Public Debate
The Birth Control Trial
Due to the nature of the crime, the sister's attorney, Jonah Goldstein, aimed simply to avoid jail time rather than attempt to deny the charges. Ethel Byrne's trial began first, on January 4th, 1917, where she was found guilty and sentenced to thirty days in a workhouse (although she was released early due to Sanger's negations with the New York governor). Her response was a hunger strike, which resulted in media attention that the courts had hoped to avoid, and she ended up being force-fed through a tube.
Sanger's trial began on January 29th of the same year, during which she called upon witness testimonies of women who had benefitted from the clinic's services. When the court offered a reduced sentence if Sanger promised to abide by the law, she responded that she would not be able to do so as the law stood, and was found guilty. She was sentenced to thirty days in prison, opting for that over a five-thousand-dollar fine.
The necessary secrecy of the clinic means that there are few surviving physical records of it, which makes verifying specific details about this historical event difficult. Despite the closure of the clinic, the trial succeeded in prompting a more public conversation about birth control and served as the foundation for Sanger's work in propelling the movement for women's reproductive rights.
Opposing Views
At the time, the United States was one of the only Western nations with laws prohibiting and limiting birth control and related materials. The general view held by other nations, like England was that it was immoral to force a woman to carry an unwanted pregnancy, and they viewed the United States as lacking progress in this regard, referring to it as "enslaved by Comstockery" (Pioneers of birth control in England and America).

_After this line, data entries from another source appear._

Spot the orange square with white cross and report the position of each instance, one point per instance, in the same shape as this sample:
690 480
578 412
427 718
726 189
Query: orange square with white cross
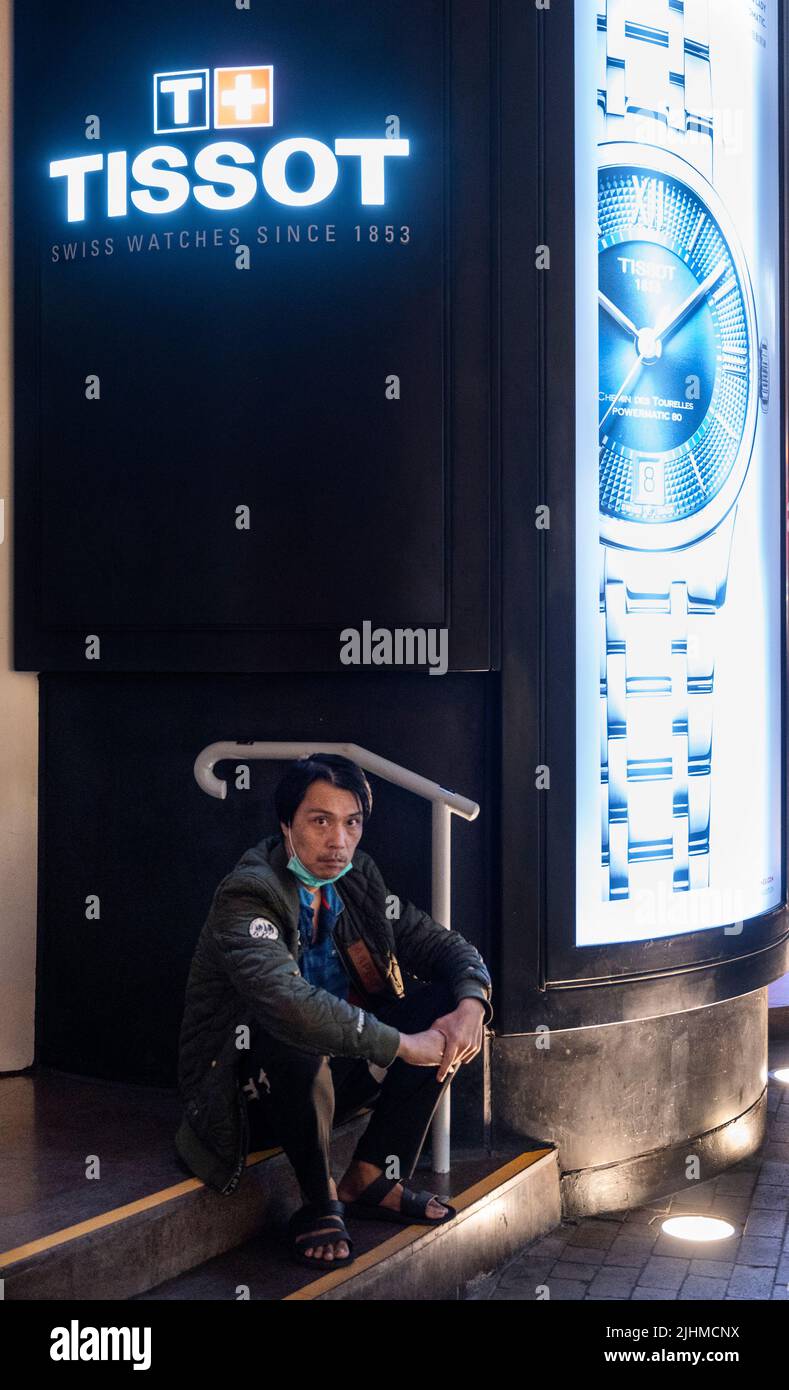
243 97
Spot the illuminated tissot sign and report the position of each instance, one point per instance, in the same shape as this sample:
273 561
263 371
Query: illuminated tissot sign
679 603
224 99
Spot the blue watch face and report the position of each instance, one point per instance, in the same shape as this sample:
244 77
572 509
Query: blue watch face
675 355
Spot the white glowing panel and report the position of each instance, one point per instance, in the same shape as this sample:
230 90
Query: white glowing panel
678 597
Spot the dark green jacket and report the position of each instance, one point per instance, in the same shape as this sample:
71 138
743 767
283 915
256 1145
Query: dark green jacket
245 972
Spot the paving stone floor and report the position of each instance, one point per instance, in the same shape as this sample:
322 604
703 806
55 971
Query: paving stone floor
624 1255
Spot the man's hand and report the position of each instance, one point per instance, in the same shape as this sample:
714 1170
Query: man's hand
422 1048
463 1033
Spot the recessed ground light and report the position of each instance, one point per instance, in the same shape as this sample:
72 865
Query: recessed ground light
698 1228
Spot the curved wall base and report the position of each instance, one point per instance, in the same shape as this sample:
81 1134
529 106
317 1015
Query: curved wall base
642 1108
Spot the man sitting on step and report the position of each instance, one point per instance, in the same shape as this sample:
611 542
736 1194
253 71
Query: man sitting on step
313 980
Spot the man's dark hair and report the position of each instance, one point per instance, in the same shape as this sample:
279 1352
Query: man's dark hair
331 767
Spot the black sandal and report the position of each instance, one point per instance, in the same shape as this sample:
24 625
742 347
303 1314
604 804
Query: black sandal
302 1230
413 1205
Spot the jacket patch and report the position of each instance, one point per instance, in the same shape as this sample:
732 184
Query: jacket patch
366 966
263 927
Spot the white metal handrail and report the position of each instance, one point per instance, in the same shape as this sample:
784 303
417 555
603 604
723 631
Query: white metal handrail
445 804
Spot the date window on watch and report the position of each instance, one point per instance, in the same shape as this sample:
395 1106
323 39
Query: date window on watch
649 483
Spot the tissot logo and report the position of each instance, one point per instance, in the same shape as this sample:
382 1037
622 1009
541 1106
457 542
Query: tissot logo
242 97
227 99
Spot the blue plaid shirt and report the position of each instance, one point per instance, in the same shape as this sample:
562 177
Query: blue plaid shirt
318 961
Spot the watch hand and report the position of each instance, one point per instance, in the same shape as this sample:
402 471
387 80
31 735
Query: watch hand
631 377
664 330
617 313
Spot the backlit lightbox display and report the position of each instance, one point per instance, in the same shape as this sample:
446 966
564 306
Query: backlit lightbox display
679 523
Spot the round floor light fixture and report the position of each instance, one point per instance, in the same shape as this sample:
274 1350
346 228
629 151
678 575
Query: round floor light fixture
698 1228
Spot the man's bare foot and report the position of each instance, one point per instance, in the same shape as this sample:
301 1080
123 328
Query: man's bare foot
360 1175
327 1250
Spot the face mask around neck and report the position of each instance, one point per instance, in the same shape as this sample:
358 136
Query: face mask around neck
303 873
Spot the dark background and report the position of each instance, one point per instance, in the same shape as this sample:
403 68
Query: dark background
410 514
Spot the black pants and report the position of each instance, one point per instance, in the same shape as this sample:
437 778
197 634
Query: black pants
302 1094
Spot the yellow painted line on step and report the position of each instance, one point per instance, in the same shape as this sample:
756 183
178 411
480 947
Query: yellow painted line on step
84 1228
411 1233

The image to the right is an excerpt from a book published by American and English proponents of birth control. The specific page shown demonstrates how English reformers saw the disallowance of Sanger's work as unbecoming of a civilized society like the United States. Europe had made far more progress in their acceptance and provision of birth control, and Sanger had actually fled there to study birth control for a year after her first violation of the Comstock Act.
Comstock had influenced a view within the United States government that contraceptives were impure and offensive and would lead to corruption, which was not a perspective commonly held overseas.